Até agora, hora do fecho desta edição, desconheço comentários de Jorge Sampaio, João Soares e Santana Lopes, antigos dirigentes desta agremiação da cunha.

Caso, por inveja e dor de cotovelo, estejam a pensar em aderir a este distinto clube e fazer companhia a este notável ramalhete de servidores da causa, convém que não se esqueçam de que a coisa não é fácil, que a lista de espera está à cunha e que há uma prova importante a cumprir, ignorar conhecimentos, conhecimentos difíceis de esquecer mas cuja ocultação é fundamental. Por exemplo, entre muitos outros exemplos, os candidatos têm de saber esquecer que:
a) Fernando Ka, ex-deputado do partido socialista e activista dos direitos dos imigrantes, paga a enormidade de cinco euros e sessenta cêntimos por mês por uma casita social, uma barraquita com cinco assoalhadas e quintal, localizada perto da praça de Espanha;
b) Dina Aguiar esturra vinte e seis euros mais trinta e cinco cêntimos no atelier no palácio dos Coruchéus;
c) A Associação dos Arquitectos Portugueses paga, por uma fracção num palacete, desde 1990, uma renda de…zero euros;
d) O Restaurante Gôndola – restaurante de comida italiana com oitenta lugares no interior e oitenta na esplanada, com preços por refeição a variar entre os vinte e os trinta euros por pessoa – paga cento e noventa e nove euros mensais;
e) O PS, PSD e CDS-PP pagam rendas mensais de setenta e cinco euros, quarenta e seis euros, trinta euros e trinta cêntimos respectivamente.
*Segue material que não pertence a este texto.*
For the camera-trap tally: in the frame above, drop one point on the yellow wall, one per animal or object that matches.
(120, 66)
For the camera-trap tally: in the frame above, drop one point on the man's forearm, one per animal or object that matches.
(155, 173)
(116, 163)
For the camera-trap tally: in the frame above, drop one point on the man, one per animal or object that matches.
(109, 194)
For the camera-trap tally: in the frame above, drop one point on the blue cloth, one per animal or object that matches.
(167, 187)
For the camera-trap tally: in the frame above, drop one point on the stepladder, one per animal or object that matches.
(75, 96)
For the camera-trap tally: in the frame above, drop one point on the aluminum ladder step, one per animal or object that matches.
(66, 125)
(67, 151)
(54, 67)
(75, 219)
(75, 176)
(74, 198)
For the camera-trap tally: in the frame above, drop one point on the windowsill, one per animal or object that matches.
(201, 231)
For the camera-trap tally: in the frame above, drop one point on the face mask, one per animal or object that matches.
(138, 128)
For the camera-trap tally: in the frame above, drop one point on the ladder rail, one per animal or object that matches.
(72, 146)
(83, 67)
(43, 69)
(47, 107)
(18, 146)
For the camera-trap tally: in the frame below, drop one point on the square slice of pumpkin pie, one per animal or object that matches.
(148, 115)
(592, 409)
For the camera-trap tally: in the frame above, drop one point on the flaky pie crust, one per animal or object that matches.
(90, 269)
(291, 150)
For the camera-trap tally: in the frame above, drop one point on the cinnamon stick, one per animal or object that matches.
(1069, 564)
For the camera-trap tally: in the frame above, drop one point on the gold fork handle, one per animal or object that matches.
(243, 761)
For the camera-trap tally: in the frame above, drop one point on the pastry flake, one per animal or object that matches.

Em 2005, o PCP pagou quatro euros e cinquenta e cinco cêntimos por um espaço na Ajuda.
(Ainda à espera de esclarecimentos, a indicação de que o colégio de São João de Brito – um dos mais caros colégios privados e cujo lema é “Divulgar a Fé promovendo a Justiça” – paga uma renda de cinquenta cêntimos).

Pela (insignificante) amostra já devem ter topado a trabalheira que dá um tipo armar aos cucos e querer fazer parte de clubes selectos; deixem-se de coisas, façam como eu, esqueçam essas ideias chanfradas e dediquem-se à pesca. Deixem as coisas difíceis para quem sabe!